In the cosy dressing room above Southampton hotspot The Joiners, The Amazons are tucking into their pre-show meal. In just under three hours, the band are due on stage for the opening night of a 20-date UK tour, which will occupy most of their March and April and it’s safe to say that they are excited. “This is the most excited I’ve been for a tour, by a country mile, because we’ve actually got people coming to see us” beams lead singer Matt Thomson enthusiastically. A band who have been ‘the support band’ on five separate occasions in Southampton finally have their headline slot. Tonight’s show sold out eight weeks ago and the demand for spare tickets has over 100 people waiting on the profusely unsuccessful Dice waiting list – an equivalent of a third of the people capacitating the venue tonight. A statistic that no-one can quite believe.

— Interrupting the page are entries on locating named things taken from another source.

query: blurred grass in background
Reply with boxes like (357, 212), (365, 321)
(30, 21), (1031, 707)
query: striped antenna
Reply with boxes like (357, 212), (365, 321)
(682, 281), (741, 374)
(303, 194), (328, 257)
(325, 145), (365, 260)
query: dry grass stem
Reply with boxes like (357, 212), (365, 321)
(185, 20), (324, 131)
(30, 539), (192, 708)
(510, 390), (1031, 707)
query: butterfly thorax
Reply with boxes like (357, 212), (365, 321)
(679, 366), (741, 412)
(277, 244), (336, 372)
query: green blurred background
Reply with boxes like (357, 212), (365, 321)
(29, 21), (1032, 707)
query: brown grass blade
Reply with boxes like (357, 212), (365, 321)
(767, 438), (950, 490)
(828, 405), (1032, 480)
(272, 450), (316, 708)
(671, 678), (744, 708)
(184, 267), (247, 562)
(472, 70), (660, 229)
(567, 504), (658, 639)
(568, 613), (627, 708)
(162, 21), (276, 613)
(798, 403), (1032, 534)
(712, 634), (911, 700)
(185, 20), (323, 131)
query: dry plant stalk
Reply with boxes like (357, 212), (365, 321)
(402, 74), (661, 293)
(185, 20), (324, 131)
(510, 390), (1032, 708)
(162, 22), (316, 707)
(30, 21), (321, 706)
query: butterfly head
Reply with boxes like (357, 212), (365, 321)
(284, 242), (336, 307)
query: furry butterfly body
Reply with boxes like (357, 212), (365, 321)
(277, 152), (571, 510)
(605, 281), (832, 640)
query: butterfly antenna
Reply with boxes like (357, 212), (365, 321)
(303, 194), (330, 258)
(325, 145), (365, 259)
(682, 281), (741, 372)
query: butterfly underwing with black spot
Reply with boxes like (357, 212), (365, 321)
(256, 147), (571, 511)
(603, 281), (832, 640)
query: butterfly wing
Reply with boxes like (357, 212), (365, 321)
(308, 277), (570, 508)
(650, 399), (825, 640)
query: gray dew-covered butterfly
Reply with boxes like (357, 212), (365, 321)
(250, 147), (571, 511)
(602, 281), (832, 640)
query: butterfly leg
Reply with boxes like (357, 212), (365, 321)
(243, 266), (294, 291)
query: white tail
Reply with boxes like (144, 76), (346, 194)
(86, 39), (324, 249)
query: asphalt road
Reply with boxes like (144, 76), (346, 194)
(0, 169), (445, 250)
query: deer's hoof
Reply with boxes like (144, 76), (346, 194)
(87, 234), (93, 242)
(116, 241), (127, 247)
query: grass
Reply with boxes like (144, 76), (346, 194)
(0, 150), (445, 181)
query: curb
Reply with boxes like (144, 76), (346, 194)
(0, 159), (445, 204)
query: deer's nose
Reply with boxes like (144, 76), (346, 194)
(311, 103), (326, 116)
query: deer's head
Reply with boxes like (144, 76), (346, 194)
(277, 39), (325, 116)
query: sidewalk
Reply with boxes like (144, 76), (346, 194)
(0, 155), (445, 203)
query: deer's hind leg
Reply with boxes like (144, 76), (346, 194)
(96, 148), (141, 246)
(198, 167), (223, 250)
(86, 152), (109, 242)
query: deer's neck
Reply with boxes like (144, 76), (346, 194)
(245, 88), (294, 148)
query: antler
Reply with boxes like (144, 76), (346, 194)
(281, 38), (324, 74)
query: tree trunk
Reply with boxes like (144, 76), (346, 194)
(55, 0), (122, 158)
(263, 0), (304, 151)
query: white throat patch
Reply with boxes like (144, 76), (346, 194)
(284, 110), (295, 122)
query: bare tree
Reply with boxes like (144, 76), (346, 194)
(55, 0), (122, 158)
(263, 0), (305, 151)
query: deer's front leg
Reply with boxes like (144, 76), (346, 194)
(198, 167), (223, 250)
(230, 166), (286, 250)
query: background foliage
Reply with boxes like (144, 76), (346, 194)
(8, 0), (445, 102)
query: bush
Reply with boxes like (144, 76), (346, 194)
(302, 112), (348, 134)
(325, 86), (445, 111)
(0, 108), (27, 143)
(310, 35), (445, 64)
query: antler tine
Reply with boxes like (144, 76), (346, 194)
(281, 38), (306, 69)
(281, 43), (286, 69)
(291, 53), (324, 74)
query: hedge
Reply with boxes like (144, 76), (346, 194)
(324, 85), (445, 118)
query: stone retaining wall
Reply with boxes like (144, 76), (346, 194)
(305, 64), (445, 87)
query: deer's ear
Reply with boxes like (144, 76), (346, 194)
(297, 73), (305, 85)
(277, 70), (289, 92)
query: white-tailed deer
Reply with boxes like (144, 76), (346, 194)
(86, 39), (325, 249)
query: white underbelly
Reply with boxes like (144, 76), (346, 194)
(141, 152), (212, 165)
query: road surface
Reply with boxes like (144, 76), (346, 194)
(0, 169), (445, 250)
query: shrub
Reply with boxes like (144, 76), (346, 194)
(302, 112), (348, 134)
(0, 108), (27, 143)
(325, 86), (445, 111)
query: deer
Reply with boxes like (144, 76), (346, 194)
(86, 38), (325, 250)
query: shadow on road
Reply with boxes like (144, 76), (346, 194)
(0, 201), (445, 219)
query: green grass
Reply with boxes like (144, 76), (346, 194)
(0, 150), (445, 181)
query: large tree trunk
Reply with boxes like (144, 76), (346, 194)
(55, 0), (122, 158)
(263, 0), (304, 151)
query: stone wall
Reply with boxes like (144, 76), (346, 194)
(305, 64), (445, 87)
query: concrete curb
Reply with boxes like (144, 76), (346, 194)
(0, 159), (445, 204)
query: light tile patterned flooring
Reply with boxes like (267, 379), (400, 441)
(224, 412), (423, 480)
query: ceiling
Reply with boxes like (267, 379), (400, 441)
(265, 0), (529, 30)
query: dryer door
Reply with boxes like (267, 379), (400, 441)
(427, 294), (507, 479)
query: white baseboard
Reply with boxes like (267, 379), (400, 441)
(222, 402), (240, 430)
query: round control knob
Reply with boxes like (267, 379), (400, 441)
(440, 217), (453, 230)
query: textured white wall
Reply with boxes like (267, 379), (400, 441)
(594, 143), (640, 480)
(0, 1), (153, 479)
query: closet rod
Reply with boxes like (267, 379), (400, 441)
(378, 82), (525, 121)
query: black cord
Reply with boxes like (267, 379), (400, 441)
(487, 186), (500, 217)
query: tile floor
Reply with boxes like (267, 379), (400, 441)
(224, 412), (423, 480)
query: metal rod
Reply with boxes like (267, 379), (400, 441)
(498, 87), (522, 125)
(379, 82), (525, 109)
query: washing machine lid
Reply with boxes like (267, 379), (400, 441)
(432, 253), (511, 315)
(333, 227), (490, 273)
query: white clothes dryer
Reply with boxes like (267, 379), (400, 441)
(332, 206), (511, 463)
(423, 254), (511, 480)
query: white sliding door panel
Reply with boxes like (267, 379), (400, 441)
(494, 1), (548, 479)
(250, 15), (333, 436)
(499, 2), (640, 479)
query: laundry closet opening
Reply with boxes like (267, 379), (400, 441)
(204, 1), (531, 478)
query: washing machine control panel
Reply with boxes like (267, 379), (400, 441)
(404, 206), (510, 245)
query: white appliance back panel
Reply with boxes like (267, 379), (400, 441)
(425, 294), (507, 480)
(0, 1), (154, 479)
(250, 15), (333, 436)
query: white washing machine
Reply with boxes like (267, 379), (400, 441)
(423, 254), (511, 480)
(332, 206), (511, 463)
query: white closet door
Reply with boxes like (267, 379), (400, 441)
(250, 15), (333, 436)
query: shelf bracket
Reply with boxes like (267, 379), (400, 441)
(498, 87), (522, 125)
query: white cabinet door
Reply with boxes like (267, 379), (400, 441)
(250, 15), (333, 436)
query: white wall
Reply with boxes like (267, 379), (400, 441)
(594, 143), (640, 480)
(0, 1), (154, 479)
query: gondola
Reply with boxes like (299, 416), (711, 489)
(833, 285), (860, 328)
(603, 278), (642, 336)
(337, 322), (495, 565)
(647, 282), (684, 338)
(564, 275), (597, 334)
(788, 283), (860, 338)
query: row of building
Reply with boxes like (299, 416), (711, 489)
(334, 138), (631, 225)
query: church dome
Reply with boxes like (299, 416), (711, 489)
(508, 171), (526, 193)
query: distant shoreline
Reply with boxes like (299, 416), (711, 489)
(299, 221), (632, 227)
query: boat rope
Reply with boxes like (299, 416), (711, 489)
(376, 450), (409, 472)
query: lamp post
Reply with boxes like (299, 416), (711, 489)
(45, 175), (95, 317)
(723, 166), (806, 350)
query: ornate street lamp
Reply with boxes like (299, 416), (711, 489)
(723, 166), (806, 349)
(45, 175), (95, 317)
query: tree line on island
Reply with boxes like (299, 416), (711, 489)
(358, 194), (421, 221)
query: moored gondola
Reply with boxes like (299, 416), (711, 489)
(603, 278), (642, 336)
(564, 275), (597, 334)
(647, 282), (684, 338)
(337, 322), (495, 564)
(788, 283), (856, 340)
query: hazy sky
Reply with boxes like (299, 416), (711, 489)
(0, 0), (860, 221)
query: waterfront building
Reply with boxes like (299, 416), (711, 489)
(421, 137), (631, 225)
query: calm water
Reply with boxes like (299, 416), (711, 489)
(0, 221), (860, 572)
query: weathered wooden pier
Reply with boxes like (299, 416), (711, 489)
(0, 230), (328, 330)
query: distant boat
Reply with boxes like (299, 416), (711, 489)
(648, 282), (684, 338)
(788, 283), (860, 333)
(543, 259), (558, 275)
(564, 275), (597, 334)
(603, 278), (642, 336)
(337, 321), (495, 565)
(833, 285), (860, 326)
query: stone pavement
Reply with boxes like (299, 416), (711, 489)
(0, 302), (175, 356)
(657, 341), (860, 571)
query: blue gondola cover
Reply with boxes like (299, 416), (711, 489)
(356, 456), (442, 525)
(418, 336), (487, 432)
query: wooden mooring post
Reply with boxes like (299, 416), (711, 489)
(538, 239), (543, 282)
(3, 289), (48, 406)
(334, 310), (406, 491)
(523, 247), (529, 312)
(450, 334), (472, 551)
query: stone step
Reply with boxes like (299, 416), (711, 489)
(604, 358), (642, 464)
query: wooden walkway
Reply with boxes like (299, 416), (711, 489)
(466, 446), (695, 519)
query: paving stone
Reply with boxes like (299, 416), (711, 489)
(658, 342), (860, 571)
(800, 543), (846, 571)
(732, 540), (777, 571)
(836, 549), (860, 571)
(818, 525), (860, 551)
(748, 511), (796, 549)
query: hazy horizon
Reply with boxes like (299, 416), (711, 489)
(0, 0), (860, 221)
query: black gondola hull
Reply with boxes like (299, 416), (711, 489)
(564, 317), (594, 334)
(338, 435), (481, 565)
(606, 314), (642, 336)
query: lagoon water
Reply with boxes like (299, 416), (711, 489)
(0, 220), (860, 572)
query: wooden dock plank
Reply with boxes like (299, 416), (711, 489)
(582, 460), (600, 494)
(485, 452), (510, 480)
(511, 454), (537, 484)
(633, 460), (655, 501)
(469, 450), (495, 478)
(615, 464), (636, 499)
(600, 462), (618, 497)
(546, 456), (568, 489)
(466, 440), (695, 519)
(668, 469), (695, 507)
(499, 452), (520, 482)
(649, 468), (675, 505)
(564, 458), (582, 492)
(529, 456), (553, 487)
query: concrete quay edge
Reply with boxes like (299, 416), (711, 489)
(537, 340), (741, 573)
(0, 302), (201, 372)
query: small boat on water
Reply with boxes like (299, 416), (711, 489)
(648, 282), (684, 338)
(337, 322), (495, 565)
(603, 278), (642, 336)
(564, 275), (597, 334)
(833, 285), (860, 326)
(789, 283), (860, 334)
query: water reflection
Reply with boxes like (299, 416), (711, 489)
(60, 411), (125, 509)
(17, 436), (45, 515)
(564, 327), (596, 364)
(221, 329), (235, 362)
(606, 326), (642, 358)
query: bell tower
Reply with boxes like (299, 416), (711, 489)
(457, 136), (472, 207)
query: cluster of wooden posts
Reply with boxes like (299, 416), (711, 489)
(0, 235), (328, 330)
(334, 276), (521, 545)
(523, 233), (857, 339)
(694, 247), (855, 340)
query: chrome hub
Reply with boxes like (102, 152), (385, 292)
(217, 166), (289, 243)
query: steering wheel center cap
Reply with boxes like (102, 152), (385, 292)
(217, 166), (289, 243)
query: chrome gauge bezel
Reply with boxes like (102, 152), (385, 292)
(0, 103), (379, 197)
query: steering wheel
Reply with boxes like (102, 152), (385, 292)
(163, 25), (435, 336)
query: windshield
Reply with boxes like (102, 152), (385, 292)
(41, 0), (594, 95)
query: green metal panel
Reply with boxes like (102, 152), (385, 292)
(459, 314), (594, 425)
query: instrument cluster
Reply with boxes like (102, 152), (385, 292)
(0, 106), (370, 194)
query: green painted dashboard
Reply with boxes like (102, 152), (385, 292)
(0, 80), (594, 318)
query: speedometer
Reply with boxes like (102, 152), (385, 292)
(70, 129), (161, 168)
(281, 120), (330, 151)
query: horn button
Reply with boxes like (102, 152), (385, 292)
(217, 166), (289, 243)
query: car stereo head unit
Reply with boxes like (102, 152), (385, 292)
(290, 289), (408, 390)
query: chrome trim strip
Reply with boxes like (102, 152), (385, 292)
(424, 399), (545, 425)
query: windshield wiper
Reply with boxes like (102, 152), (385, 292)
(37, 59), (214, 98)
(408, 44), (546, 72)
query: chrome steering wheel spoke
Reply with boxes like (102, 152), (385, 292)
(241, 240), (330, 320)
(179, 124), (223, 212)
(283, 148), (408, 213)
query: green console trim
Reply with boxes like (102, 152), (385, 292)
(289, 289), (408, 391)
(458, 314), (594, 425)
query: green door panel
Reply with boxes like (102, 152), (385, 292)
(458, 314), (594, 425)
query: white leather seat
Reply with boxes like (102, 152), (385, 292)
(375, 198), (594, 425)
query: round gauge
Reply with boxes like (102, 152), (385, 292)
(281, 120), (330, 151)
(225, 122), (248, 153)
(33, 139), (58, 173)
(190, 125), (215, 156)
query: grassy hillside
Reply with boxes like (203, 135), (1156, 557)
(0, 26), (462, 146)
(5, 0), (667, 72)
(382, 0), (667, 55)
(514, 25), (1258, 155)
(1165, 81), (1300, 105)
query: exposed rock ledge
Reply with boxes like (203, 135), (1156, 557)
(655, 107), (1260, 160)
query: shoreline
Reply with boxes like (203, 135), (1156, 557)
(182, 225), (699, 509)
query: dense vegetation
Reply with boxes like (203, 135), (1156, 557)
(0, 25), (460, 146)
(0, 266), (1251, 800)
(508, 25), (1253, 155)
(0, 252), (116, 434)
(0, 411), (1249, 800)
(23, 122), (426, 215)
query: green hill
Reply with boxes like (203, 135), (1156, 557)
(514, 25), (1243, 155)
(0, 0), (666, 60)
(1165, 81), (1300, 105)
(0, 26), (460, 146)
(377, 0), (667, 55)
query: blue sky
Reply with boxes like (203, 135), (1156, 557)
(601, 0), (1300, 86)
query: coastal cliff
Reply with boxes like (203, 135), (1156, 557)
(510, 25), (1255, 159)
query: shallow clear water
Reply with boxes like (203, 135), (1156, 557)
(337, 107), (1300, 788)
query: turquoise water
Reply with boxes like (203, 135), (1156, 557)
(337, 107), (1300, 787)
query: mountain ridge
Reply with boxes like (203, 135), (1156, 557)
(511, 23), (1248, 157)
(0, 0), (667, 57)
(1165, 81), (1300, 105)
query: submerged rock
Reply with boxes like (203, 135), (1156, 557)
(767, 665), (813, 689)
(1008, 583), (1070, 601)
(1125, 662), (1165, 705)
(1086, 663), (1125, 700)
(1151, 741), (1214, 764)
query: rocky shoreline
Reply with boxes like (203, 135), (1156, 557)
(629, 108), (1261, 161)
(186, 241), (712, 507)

Hailing from Reading, some forty-seven miles up the road, The Amazons formed in 2014. Drummer Joe Emmett joined later that year and he was, to use Joe’s words exactly, “the missing link in the band”. Thomson recalls his first encounter with Emmett. “We met Joe at the dark side of town, at this really horrible pub where all the pint glasses were plastic, it was one of those places”. How Emmett became a part of the band is a debatable topic (they may or may not have been some form of begging on hands and knees involved). The Amazons formally became a band six months later. “We were all in bands on the Reading scene, of varying success. We came together and it kind of clicked, after about 6 months of trying”
Despite the likes of “Queens of the Stone Age, Rage Against the Machine and Nirvana” moulding their rock persona, childhood nostalgia also plays its part in terms of inspiration. “We’ve recently come back to the bands that inspired us to pick up instruments in the first place. Those bands that when you’re 12 and you get your parents to buy you a guitar or get you on the drums”. However, to Thomson, most of their sonic inspirations come by surprise. “It’s best to be done subconsciously. If you’re consciously going ‘I want to write a song like The Kills’ it might not work out”.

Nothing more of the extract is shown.